ECLI:NL:RBDHA:2018:10947
Rechtbank Den Haag
- Eerste aanleg - enkelvoudig
- Rechtspraak.nl
Smartengeldvergoeding voor politieambtenaar met PTSS en de toepassing van arbeidsongeschiktheidspercentages
In deze zaak heeft de Rechtbank Den Haag op 12 september 2018 uitspraak gedaan in een geschil tussen een politieambtenaar en de korpschef van Politie over de toekenning van smartengeld op grond van artikel 54a van het Besluit algemene rechtspositie politie (BARP). De eiser, werkzaam als politieambtenaar, had een posttraumatische stressstoornis (PTSS) die erkend was als beroepsziekte. De korpschef had in een eerder besluit een bedrag van € 60.390,- netto aan smartengeld toegekend, maar dit bedrag werd later verhoogd naar € 60.583,- na een gegrondverklaring van het bezwaar door de verweerder. Eiser ging in beroep tegen dit besluit, waarbij hij stelde dat het smartengeld gebaseerd moest worden op een theoretisch arbeidsongeschiktheidspercentage van 68,65% in plaats van het praktisch percentage van 37,48% dat door het UWV was vastgesteld.

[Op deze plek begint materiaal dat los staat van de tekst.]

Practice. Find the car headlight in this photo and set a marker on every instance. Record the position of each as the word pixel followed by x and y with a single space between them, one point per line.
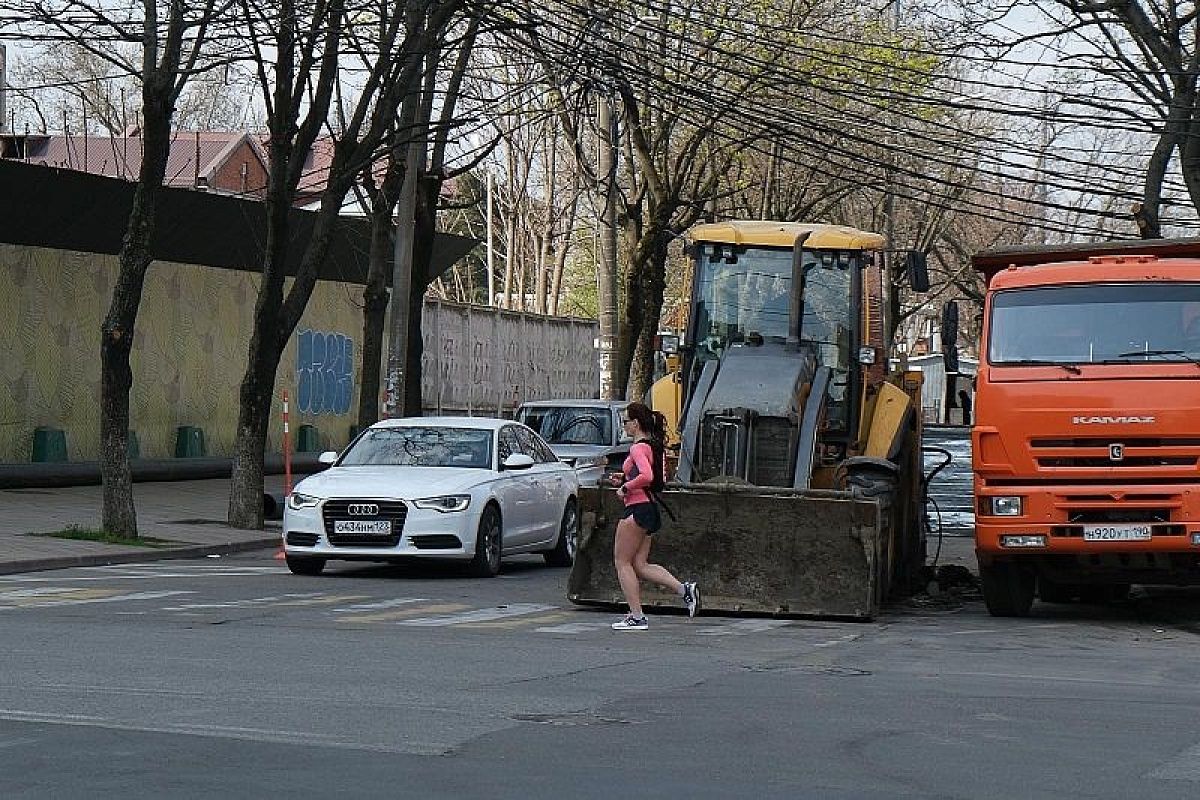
pixel 297 501
pixel 1006 506
pixel 445 503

De rechtbank heeft de argumenten van eiser beoordeeld en geconcludeerd dat de korpschef terecht het praktische arbeidsongeschiktheidspercentage had gehanteerd bij de berekening van het smartengeld. De rechtbank oordeelde dat de regelgeving vereist dat het percentage van arbeidsongeschiktheid zoals vastgesteld door het UWV leidend is, en dat de korpschef geen ruimte had om hiervan af te wijken. De rechtbank benadrukte dat smartengeld een vergoeding is voor immateriële schade en dat de praktische schatting van de arbeidsongeschiktheid in dit geval lager was dan de theoretische schatting, waardoor deze prevaleerde.
De rechtbank verklaarde het beroep van eiser ongegrond en oordeelde dat er geen aanleiding was voor een proceskostenveroordeling. De uitspraak werd openbaar uitgesproken en partijen werden geïnformeerd over de mogelijkheid tot hoger beroep binnen zes weken na verzending van de uitspraak.